As product leaders, whether we have these experts on the team or not, we need to build up the capacity to assess the quality of the user experience of our products. For me, after years of experience, I built up my own hack-y view of what makes a great user experience.
I would perform this evaluation when inheriting a new product, acquiring a business, starting a new job, or as guiding principles when building a new product. Concepts include minimize clicks, consistency in design, provide the user timely feedback, use familiar design patterns, etc.
It turns out that UX experts have also realized that there are some basic rules they can quickly apply to any product to assess the quality of the user experience — these are generally referred to as Design Heuristics.
A heuristic evaluation is a usability inspection method for computer software that helps to identify usability problems in the user interface (UI) design. - Wikipedia
10 Usability Design Heuristics from NN/Group
As best I can tell, Jakob Nielsen published the original set of heuristics in 1994. He and Don Norman (author of The Design of Everyday Things) now run a design consultancy called NN/g Nielsen Norman Group. On their site, they provide tons of great free resources (e.g. pdf) including Nielsen’s updated list of heuristics.
There are a number of other variations of heuristics from 7 to 20 of them, but knowing and applying this list will get the typical product to minimally good usability.
Without further ado, here are the top 10 heuristics.
Visibility of System Status - Give the user feedback when they take an action. Let them know the application is doing something.
Match between System and the Real World - Limit inventing new terms and concepts that could simply apply language already familiar to your users.
User Control and Freedom - Make users confident that if they make a bad action they can simply undo it. Fear of mistakes slows users down and makes them anxious.
Consistency and Standards - User learn faster when products are internally consistent in their design patterns for solving the same type of problem - such as displaying warning info, layout of data entry forms, or in their microcopy. This rule also applies to consistency is design patterns with other applications your users may commonly use. Reinventing how a login form works or how to sort tabular data often harms usability.
Error Prevention - Design to reduce the possibility that users can make mistakes - give them confirmation options before destructive actions, minimize memory recall, limit complex multi-step activities.
Recognition Rather than Recall - Providing users prompting text and context reduces the cognitive load on a user to perform a function through recognition. Some productivity apps highlight speed of use through keyboard shortcuts but this is relying on the user recall which, most of the time, reduces usability.

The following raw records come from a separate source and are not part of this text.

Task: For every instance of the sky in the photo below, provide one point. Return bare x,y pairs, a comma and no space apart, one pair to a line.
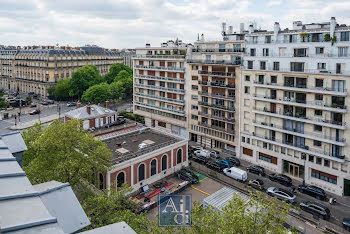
133,23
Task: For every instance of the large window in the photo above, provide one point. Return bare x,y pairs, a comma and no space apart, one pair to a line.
153,167
141,172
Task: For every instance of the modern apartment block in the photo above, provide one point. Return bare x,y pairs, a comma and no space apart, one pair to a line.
159,86
35,69
294,94
213,69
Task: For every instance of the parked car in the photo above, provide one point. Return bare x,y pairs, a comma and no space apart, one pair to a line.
257,184
281,194
313,191
34,112
186,175
256,170
281,179
236,173
346,223
316,209
234,161
225,163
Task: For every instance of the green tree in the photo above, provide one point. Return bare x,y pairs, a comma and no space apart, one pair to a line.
84,78
114,71
97,93
116,89
112,207
64,152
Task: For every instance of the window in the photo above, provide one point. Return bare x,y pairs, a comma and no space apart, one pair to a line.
262,65
153,167
179,156
141,172
250,64
276,66
164,162
321,66
319,50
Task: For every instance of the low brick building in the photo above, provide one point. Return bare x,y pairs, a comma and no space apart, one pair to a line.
142,157
93,116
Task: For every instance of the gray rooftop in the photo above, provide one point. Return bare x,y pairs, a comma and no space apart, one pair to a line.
96,111
137,143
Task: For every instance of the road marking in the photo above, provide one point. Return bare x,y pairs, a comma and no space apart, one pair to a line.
200,190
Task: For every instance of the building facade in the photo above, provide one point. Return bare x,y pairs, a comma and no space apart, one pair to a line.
293,110
159,86
34,69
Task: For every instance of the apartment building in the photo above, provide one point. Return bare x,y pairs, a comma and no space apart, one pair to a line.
213,70
35,69
159,86
293,112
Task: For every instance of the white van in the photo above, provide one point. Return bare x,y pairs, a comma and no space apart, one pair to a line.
236,173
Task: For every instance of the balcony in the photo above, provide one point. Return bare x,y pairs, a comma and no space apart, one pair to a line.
217,84
160,78
306,119
160,98
304,149
214,62
159,88
301,88
303,103
305,134
216,73
217,50
161,68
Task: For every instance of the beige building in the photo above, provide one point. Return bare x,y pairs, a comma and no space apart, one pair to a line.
293,103
159,86
214,67
35,69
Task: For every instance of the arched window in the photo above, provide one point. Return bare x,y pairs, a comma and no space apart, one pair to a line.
153,167
141,172
179,156
120,179
164,162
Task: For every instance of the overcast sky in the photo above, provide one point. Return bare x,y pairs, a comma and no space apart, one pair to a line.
132,23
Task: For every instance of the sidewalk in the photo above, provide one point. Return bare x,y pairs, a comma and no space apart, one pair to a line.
29,124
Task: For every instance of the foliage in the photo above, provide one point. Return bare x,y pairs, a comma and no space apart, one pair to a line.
84,78
97,93
259,215
112,207
64,152
115,70
132,116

Flexibility and Efficiency of Use - Providing both a reference menu and keyboard shortcuts offers to maximize usability through flexible options of what is most efficient to use. Applications that support personalization are also exhibiting this heuristic.

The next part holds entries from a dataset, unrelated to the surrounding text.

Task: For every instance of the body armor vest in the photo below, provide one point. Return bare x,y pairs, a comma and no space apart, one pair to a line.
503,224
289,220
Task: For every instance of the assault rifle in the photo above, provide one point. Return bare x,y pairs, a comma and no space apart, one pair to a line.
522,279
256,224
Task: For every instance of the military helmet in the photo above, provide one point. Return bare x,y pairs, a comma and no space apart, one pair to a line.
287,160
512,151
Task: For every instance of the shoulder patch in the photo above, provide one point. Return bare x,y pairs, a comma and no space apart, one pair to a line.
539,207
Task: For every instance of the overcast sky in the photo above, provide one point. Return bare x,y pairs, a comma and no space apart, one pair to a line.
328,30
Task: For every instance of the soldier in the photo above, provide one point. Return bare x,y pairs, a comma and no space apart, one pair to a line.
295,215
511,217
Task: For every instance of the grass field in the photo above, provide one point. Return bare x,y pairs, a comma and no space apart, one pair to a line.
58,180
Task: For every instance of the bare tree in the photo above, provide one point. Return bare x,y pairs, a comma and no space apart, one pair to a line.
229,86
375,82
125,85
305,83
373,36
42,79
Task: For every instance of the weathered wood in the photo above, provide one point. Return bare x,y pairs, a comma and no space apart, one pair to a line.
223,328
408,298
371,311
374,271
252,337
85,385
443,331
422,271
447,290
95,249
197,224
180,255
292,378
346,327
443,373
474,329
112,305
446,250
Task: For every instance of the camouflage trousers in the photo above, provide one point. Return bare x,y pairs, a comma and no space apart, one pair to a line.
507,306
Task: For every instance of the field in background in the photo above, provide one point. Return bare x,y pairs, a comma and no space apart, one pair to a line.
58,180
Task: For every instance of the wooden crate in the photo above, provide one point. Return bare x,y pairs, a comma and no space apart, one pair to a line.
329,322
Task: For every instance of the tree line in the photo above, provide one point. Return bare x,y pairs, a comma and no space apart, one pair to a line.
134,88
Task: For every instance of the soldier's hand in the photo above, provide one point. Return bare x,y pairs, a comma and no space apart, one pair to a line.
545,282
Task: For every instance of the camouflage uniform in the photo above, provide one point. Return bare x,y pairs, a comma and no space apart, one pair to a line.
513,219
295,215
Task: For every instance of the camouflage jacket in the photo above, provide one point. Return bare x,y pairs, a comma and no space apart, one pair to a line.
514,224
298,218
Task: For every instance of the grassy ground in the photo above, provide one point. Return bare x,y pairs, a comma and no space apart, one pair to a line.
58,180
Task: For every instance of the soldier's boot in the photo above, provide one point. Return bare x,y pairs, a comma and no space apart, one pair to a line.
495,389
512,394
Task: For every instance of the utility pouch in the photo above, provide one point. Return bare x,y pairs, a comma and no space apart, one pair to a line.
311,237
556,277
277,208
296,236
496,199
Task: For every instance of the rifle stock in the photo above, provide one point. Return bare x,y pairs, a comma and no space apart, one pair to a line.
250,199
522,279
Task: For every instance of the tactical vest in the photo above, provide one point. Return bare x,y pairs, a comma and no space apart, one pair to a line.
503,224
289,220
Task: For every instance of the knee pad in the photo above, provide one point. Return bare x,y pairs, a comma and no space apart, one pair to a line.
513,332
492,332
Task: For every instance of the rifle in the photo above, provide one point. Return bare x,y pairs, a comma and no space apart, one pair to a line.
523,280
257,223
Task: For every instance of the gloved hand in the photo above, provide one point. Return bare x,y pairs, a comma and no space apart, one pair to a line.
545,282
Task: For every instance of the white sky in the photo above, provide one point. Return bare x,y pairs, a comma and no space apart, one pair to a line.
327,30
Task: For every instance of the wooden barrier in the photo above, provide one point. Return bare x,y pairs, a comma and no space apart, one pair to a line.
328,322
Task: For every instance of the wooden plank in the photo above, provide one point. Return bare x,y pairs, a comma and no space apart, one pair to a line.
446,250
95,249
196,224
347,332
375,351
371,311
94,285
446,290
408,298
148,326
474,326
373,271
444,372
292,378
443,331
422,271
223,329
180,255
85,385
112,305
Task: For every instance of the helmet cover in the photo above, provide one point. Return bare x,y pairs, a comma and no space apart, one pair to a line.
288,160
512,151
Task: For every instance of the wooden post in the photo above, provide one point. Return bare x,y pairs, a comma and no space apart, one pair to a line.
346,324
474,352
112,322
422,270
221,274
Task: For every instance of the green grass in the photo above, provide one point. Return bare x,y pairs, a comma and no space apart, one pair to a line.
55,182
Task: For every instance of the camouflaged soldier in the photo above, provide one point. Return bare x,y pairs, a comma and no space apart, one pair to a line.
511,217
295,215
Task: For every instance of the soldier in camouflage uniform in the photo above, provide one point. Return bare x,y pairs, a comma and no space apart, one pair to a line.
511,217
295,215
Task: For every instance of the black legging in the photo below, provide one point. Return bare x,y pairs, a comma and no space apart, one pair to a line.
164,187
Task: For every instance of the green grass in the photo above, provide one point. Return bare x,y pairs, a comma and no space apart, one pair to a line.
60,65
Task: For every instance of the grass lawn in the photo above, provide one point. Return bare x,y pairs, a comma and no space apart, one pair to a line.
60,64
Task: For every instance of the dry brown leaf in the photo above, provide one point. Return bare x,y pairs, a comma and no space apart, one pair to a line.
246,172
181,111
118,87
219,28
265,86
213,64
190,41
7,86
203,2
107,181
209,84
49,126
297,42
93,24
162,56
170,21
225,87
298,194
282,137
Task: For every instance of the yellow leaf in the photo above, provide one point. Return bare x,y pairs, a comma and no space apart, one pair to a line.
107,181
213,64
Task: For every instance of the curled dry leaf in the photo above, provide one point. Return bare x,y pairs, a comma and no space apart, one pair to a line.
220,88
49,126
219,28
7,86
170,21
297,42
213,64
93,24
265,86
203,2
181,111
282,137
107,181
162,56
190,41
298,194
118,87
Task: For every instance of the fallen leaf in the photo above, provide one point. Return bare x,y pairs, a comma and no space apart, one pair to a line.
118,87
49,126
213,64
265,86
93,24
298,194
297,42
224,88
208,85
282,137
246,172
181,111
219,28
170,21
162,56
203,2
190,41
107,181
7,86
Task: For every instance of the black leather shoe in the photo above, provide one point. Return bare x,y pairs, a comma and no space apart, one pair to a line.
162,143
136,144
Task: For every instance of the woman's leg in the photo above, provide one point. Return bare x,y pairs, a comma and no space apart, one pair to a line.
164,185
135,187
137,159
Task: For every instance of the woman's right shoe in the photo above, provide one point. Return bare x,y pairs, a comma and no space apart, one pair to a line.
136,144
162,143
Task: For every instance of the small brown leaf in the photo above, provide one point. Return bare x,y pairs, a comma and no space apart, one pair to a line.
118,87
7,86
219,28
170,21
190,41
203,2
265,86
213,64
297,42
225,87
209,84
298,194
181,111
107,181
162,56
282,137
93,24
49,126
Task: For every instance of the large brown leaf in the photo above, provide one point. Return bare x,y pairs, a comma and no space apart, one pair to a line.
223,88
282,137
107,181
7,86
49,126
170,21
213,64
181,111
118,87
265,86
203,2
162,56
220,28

Aesthetic and Minimalistic Design - Any visual element or information on a screen that is not adding value to the user goals are actually getting in the way of it. Minimize features and information display to that which the user is most likely to need. Rarely used features should be hidden, like advanced actions that are often hidden in a ‘more’ menu.
Recognize, Diagnose, and Recover from Errors - Error message and warning should seek to explain and help the user recover from the situation gracefully. An HTTP 500 error is just about the most useless info to provide a user.

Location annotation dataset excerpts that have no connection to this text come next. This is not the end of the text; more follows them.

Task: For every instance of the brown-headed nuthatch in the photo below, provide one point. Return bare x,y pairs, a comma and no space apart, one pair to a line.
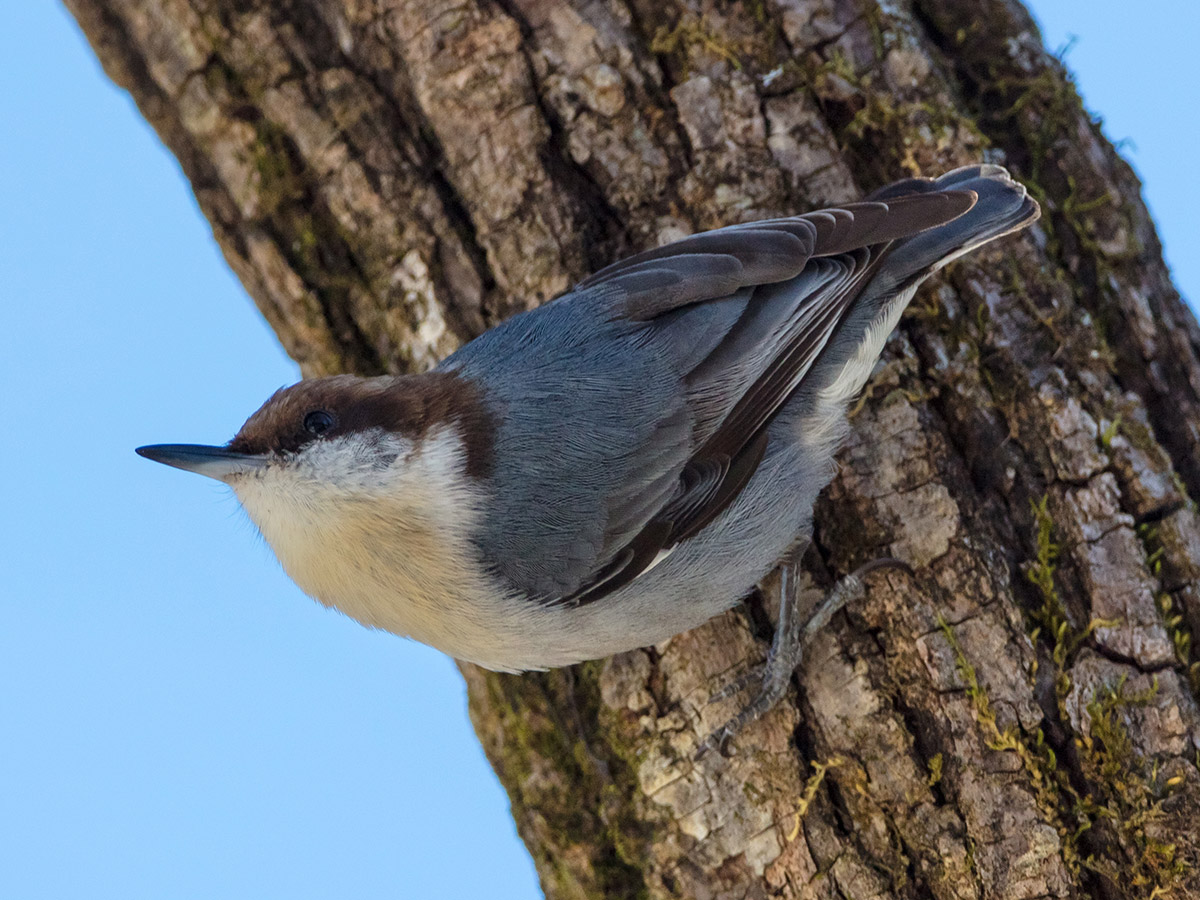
619,465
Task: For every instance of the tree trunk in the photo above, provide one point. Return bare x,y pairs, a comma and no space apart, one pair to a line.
1020,719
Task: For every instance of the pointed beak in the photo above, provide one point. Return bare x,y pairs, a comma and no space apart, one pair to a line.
216,462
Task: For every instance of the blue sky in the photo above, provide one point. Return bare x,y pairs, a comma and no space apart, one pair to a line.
179,720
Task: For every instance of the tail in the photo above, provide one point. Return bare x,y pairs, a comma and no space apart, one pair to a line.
1002,207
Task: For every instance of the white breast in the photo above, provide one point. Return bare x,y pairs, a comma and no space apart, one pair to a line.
389,545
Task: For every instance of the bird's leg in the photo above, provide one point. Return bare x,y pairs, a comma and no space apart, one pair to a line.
787,647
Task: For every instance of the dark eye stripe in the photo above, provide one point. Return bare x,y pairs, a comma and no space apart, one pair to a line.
318,421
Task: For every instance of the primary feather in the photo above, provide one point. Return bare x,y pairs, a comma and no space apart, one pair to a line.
660,375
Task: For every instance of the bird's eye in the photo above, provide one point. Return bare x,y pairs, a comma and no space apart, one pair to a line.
318,421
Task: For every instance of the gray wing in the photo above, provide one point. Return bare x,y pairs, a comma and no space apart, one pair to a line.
657,378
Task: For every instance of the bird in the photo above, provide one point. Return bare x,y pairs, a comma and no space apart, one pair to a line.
618,465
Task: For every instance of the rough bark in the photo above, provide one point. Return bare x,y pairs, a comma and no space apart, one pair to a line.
1019,720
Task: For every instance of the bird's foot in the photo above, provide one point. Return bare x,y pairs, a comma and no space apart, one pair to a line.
787,648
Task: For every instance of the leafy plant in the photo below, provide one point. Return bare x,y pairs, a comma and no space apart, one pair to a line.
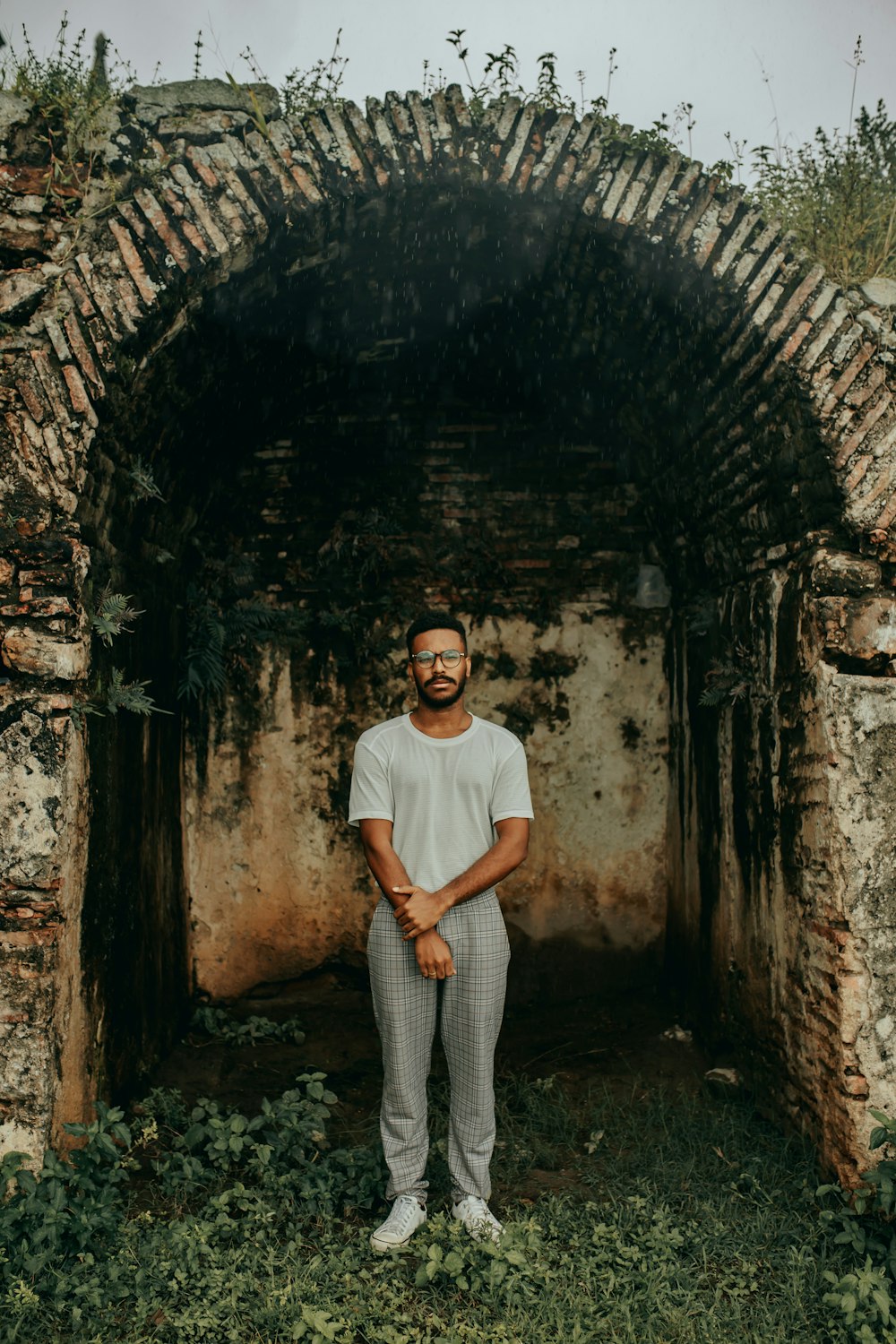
220,1024
729,677
129,695
113,616
144,481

Help and Documentation - In a perfect world users will not need help, but this is rarely the case in complex business applications or for rarely used capabilities. When providing help make it searchable, timely, and as task relevant as possible.
Breaking these rules is easy. Fixing them later, in a complex application, can be hard. Whenever possible, get ahead of the situation by ensuring the entire team is familiar with these rules from early on.
Any good in-house product designer, usability expert, or UX consultant should help you define standards for design that meet these rules. However, lacking these team members is no excuse not to follow them.